Le mot juste

When I was a much younger reader, reading books that were probably above my ken at that time, one of the tropes was the woman dying of consumption, reclining gracefully on her chaise longue, sipping laudanum. To my mind, that sounded so very romantic and glamourous, and I wanted to grow up to be just that way!

Here's the problem: as I later learned, this was all code for "dying of tuberculosis with an opium addition." No thanks.

Recently, the New York Time published an article about languishing (🔒) in which the author says

At first, I didn’t recognize the symptoms that we all had in common. Friends mentioned that they were having trouble concentrating. Colleagues reported that even with vaccines on the horizon, they weren’t excited about 2021. A family member was staying up late to watch “National Treasure” again even though she knows the movie by heart. And instead of bouncing out of bed at 6 a.m., I was lying there until 7, playing Words with Friends.

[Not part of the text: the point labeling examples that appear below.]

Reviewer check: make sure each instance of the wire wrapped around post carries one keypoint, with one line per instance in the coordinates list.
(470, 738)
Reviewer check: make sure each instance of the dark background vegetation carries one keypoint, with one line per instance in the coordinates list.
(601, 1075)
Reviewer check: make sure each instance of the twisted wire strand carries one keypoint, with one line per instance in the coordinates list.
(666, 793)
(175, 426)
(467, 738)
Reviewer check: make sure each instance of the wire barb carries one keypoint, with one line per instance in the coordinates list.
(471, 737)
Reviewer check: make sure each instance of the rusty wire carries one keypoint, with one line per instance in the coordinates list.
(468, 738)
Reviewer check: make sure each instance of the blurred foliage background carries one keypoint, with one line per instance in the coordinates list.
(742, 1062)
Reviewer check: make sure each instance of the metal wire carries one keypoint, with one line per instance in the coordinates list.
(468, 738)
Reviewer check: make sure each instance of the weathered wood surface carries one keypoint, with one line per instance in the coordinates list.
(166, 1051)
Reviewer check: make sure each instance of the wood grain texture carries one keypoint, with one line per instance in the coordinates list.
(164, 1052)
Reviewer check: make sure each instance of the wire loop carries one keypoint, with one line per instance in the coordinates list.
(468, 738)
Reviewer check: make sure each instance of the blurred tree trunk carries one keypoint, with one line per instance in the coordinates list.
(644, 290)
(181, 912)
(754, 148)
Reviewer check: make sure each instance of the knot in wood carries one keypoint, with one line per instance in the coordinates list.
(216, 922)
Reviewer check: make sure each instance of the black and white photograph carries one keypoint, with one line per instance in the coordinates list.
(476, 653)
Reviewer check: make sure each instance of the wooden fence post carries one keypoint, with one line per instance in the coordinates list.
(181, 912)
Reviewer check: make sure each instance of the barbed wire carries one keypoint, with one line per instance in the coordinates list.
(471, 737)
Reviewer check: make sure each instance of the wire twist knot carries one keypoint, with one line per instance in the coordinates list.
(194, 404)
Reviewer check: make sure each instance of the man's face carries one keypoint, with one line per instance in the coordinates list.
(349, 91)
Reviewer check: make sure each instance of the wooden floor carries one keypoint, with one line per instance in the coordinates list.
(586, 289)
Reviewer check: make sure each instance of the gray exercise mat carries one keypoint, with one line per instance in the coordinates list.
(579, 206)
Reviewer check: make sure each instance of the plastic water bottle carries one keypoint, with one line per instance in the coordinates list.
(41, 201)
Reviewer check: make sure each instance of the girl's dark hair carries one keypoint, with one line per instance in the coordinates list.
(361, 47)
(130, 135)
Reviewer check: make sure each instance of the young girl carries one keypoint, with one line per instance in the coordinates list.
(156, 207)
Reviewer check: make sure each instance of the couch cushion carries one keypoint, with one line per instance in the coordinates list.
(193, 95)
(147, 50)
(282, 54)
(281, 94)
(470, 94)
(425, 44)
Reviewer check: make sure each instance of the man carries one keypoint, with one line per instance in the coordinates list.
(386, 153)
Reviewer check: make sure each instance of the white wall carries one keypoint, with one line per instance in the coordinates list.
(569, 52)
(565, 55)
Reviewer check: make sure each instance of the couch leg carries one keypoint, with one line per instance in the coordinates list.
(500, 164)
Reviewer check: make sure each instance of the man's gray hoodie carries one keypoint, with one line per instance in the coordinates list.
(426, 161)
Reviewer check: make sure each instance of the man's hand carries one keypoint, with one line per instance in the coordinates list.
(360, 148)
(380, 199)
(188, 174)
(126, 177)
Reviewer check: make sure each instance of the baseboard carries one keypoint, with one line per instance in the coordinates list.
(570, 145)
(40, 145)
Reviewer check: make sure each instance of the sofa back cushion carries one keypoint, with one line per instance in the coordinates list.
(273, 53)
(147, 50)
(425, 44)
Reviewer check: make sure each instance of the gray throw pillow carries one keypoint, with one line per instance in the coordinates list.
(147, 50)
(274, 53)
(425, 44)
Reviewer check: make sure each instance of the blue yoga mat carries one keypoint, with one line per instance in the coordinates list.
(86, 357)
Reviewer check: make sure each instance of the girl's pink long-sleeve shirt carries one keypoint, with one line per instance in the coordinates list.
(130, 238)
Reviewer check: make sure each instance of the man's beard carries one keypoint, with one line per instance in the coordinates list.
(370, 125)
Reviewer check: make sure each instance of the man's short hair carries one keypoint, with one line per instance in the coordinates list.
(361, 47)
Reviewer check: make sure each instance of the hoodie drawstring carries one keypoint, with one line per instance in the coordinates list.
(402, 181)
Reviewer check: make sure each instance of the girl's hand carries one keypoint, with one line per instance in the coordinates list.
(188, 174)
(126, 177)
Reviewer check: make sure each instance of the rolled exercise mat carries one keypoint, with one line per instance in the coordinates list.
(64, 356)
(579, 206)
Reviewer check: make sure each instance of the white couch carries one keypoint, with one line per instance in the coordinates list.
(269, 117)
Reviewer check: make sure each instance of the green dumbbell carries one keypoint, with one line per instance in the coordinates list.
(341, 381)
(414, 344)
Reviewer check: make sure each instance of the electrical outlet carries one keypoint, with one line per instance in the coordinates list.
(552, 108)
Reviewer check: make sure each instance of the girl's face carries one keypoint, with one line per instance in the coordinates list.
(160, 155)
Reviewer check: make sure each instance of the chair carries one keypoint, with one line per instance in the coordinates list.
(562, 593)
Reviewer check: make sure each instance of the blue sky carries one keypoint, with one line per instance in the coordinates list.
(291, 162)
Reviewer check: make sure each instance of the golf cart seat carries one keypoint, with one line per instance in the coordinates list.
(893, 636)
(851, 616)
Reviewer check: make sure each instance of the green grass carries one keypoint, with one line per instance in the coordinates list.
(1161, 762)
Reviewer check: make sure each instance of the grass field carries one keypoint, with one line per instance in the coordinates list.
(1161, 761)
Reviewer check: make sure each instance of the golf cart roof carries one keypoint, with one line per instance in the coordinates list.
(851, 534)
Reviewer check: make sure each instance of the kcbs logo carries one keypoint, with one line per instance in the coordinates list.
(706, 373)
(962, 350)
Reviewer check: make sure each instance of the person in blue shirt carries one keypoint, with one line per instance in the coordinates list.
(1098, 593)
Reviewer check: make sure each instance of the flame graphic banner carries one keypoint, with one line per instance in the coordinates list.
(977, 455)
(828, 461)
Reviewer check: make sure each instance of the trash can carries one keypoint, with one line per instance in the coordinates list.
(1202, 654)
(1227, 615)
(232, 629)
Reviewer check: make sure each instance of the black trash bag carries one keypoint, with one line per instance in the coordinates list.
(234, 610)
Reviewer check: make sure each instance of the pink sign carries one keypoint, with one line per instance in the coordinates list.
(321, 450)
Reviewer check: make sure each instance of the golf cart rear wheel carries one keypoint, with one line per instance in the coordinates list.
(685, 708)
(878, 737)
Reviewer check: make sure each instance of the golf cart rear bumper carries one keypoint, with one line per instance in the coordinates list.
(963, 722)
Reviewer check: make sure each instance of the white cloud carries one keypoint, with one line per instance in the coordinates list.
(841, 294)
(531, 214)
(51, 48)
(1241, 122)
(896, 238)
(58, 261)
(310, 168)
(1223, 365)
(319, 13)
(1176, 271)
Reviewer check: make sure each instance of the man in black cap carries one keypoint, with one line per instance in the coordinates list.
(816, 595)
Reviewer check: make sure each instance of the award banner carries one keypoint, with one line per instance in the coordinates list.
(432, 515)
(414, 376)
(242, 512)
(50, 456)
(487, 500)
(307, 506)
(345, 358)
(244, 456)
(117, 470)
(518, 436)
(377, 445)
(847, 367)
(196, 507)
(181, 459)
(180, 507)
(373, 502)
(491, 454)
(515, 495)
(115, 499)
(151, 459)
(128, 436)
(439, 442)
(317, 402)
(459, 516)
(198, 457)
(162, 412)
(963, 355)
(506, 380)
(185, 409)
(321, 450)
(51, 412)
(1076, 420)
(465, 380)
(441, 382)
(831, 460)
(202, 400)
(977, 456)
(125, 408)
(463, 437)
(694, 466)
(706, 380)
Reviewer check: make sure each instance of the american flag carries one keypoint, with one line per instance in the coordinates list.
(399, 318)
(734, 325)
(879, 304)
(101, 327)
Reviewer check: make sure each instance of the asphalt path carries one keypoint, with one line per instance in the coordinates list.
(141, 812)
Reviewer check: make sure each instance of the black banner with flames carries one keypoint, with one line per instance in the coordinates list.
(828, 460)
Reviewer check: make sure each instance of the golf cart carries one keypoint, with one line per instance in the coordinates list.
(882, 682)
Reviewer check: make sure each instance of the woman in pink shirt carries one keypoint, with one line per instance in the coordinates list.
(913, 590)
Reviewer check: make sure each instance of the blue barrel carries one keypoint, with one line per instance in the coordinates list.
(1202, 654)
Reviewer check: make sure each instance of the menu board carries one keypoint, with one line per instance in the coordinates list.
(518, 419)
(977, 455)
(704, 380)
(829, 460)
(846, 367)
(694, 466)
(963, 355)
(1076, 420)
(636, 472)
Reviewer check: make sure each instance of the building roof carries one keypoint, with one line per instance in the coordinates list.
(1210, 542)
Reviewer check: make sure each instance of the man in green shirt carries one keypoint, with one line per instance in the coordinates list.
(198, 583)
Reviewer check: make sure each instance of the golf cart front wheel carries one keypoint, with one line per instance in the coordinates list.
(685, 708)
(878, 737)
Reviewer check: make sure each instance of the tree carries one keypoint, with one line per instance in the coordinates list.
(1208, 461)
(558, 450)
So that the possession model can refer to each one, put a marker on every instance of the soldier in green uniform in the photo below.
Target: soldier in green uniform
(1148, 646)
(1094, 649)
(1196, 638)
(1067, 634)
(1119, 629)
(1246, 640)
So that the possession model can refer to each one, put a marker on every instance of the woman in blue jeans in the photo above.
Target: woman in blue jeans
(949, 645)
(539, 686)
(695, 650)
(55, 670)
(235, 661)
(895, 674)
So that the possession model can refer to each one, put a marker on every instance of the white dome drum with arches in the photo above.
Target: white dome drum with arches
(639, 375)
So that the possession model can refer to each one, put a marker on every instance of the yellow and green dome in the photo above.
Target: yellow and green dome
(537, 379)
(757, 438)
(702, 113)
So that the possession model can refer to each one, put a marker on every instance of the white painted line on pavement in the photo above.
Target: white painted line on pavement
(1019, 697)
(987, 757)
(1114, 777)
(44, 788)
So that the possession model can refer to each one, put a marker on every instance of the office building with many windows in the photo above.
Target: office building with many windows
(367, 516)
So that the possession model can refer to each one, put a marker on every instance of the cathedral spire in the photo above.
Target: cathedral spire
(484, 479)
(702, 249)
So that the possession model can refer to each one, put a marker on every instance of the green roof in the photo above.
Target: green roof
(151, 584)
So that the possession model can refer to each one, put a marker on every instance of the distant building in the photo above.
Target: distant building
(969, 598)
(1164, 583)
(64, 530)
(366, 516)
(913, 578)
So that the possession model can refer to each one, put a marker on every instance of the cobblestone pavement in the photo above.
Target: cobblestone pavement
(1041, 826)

It wasn’t burnout — we still had energy. It wasn’t depression — we didn’t feel hopeless. We just felt somewhat joyless and aimless. It turns out there’s a name for that: languishing.

Languishing is a sense of stagnation and emptiness. It feels as if you’re muddling through your days, looking at your life through a foggy windshield. And it might be the dominant emotion of 2021.

Yes.  Exactly this.  There are things on my Never Ending To Do List that have been there since December 2019.  In part, I know that's because I lost all my vacation time since to working (or, more recently, Spring Break was spent moving and working).  Summer Vacation is rapidly approaching.  I have no intention of spending this as I did last summer, working virtually every day for at least five hours, trying to get things ready for next year.  I have some professional development planned, but my major goal is to perhaps move past "languishing" to something closer to "flourishing" (the apparent opposite... although I don't think that's quite right, but I'm too exhausted to come up with the correct antonym).  

I have one work-related task to accomplish in July.  One.  And as far as I'm concerned, that will be it.  Everything else can wait until August.  

Excuse me while I find a chaise longue to recline on, gracefully.